En ce moment, comme vous devez le savoir, l’équipe nationale a un autre entraîneur en la personne de Benchikha. Pensez-vous que le départ de Rabah Saâdane est venu au bon moment ?

D’abord, permettez moi de féliciter M. Benchikha pour ce poste, je l’avais comme conseiller pédagogique durant ma formation à l’ISTS, pour moi, il mérite d’avoir sa chance, et c’est une suite logique dans sa carrière d’entraîneur, c’est quelqu’un qui à fait ses preuves dans le championnat tunisien, puis il a confirmé de la qualité de son travail avec les A’ ne le jugeons pas sur son premier match, les conditions n’étaient pas réunies pour relancer une équipe en plein doute. Revenant sur le départ de M. Saâdane, il ne faut pas salir tout ce qu’il a fait et apporté au football national, c’est un entraîneur qui mérite un grand respect. Dans le football malheureusement, quand il y a une performance, le mérite revient aux joueurs, et quand c’est une contre-performance, on désigne l’entraîneur comme responsable. A mon avis, il aurait dû s’arrêter après la Coupe du monde, c’est lui-même qui l’a déclaré – si je me réfère à certaines de ses déclarations – qu’il allait partir après le mondial. Mais que voulez-vous faire, l’ambition est plus forte que la raison.

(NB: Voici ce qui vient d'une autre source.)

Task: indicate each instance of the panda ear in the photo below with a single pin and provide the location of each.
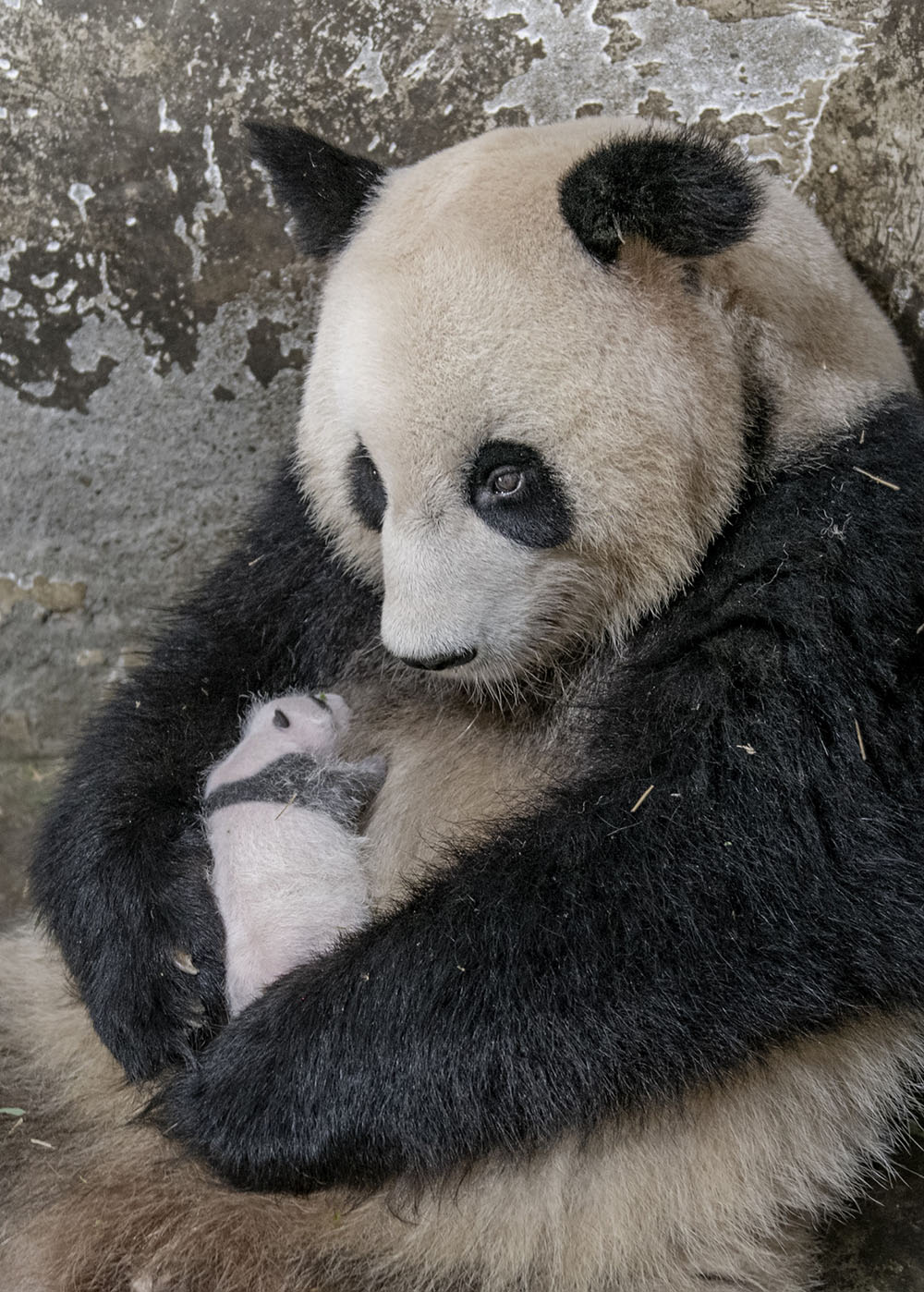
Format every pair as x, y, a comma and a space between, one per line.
687, 194
322, 187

Quelles sont les chances pour l’Algérie de se qualifier pour la prochaine CAN 2012?

Il reste 12 points à prendre, alors les chances de se qualifier sont toujours intactes, sauf que dans le contexte actuel, ce serait difficile de trouver les ressources nécessaires pour le faire.

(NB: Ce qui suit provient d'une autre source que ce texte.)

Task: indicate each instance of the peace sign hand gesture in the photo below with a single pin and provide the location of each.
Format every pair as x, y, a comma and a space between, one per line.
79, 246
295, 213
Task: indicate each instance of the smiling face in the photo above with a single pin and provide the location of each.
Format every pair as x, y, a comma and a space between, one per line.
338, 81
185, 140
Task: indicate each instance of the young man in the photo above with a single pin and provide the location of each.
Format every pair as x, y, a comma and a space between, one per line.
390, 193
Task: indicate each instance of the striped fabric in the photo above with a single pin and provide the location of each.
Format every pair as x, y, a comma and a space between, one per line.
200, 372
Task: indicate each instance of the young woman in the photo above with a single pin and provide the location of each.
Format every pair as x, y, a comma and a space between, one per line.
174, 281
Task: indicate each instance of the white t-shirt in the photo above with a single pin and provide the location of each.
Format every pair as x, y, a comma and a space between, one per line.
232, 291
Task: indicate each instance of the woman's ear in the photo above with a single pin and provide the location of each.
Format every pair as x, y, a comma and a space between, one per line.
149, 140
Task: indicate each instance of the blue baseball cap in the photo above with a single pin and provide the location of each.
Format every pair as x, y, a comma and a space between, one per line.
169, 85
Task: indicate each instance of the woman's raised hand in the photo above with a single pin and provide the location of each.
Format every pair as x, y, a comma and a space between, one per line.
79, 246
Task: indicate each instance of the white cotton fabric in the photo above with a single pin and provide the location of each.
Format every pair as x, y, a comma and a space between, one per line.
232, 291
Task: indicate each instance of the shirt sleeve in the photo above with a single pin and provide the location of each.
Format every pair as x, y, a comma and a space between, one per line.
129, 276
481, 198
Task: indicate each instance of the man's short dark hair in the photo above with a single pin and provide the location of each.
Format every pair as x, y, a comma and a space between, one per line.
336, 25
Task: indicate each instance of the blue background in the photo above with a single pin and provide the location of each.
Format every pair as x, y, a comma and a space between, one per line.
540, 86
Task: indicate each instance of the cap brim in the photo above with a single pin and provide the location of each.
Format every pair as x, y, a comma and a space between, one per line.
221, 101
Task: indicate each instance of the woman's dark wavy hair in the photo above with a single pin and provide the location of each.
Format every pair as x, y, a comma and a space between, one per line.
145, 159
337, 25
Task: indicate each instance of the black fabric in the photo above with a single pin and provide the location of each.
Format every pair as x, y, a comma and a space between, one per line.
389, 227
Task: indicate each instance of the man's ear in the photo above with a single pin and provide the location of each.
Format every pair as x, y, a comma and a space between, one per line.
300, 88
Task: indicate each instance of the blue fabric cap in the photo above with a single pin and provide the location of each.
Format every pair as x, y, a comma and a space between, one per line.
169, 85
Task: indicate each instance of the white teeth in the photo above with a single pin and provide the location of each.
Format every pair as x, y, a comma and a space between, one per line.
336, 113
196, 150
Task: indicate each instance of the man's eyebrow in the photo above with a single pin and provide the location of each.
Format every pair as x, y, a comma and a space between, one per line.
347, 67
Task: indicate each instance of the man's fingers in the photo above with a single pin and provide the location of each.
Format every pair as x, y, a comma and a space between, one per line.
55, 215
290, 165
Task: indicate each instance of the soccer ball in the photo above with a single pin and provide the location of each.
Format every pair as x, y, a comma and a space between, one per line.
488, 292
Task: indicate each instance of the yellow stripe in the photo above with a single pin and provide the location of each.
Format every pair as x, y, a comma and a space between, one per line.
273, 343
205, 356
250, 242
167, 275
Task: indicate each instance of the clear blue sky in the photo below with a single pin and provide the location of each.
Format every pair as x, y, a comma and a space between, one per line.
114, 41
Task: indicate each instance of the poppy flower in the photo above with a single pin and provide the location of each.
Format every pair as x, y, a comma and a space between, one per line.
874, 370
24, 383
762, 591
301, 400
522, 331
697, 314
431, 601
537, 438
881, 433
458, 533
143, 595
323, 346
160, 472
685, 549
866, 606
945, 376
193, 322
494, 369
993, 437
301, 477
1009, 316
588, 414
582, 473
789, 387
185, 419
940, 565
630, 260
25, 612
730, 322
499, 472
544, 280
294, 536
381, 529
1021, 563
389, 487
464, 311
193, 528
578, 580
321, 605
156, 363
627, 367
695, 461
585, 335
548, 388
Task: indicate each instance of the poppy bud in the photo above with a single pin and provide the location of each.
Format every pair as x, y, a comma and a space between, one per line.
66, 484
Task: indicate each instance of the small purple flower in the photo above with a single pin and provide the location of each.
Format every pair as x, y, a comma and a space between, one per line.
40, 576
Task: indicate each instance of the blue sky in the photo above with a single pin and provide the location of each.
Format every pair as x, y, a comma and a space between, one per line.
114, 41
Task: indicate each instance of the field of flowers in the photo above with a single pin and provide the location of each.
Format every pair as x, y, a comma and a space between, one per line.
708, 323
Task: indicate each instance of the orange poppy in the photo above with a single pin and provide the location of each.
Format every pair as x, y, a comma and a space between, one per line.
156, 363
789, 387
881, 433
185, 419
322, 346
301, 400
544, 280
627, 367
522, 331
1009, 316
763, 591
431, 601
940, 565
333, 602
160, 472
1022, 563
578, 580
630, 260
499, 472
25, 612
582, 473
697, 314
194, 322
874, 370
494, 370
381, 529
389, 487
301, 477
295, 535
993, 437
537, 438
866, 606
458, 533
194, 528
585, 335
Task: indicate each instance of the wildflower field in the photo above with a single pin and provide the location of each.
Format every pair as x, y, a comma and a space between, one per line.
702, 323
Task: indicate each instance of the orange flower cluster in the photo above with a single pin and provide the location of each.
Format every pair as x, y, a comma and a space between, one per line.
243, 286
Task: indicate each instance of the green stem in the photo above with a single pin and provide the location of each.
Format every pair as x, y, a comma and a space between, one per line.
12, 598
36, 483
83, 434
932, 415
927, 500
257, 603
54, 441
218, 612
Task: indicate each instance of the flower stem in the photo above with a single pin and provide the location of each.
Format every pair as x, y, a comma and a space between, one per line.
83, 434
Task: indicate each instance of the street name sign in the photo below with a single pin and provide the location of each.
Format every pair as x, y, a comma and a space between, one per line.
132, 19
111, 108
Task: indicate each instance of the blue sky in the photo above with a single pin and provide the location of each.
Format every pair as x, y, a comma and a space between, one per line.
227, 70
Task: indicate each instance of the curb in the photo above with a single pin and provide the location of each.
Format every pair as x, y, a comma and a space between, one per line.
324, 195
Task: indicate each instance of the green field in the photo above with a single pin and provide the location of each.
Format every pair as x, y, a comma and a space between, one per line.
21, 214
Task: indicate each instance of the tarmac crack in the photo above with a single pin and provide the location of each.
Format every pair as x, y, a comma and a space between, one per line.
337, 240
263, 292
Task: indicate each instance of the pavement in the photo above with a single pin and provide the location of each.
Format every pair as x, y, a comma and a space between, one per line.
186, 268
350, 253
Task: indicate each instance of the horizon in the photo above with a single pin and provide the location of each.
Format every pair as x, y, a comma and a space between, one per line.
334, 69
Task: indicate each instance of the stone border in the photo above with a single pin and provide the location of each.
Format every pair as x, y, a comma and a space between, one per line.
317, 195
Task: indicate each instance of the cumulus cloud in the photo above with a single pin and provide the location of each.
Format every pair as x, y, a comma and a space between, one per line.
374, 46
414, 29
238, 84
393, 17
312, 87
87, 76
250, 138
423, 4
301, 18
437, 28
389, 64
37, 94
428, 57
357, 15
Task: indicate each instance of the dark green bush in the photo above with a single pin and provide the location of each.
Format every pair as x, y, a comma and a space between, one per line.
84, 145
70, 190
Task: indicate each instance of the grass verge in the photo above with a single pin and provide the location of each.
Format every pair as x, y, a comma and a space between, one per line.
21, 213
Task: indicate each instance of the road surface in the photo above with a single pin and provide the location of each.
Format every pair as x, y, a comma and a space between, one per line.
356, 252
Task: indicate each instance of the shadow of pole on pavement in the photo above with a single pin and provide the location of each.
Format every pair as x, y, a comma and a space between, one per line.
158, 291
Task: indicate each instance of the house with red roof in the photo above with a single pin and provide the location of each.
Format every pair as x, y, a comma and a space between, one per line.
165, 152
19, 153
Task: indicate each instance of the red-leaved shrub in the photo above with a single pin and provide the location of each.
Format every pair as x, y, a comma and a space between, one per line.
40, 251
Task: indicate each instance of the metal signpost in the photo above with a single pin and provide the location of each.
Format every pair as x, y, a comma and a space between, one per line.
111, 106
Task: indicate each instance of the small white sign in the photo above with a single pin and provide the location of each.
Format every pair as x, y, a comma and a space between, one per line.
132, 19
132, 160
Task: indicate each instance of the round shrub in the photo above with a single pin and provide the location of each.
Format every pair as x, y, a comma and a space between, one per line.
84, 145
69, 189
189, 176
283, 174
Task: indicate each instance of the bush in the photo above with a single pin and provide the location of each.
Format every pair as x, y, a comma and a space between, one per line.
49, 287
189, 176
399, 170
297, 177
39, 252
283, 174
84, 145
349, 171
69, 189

On ne va pas parler de ce qui n’a pas marché dans le match contre la CentrAfrique, mais vous avez bien vu que la performance de nos joueurs est au plus bas de leurs niveaux. La confrontation contre le Maroc dans 6 mois sera décisive et à mon avis, l’entraîneur doit sélectionner les joueurs les plus en forme et les plus compétitifs.

Un dernier mot pour les lecteurs de la Dépêche de Kabylie

D’abord, je tiens à vous remercier de m’avoir donné l’occasion de me faire connaître et parler du football algérien par le biais de votre journal, nous qui sommes dans l’hexagone n’avons pas souvent cette opportunité. Je salue tous les lecteurs de la Dépêche de Kabylie et tous les gens de cette région, je leurs dirais de soutenir toutes les bonnes actions qui favorisent son développement, elle en a vraiment besoin. Je souhaite que la JSK fasse le meilleur parcours possible en Championnat et s’illustre dans les prochaines compétitions africaines. Je souhaite également à la JSM Béjaïa autant sinon mieux.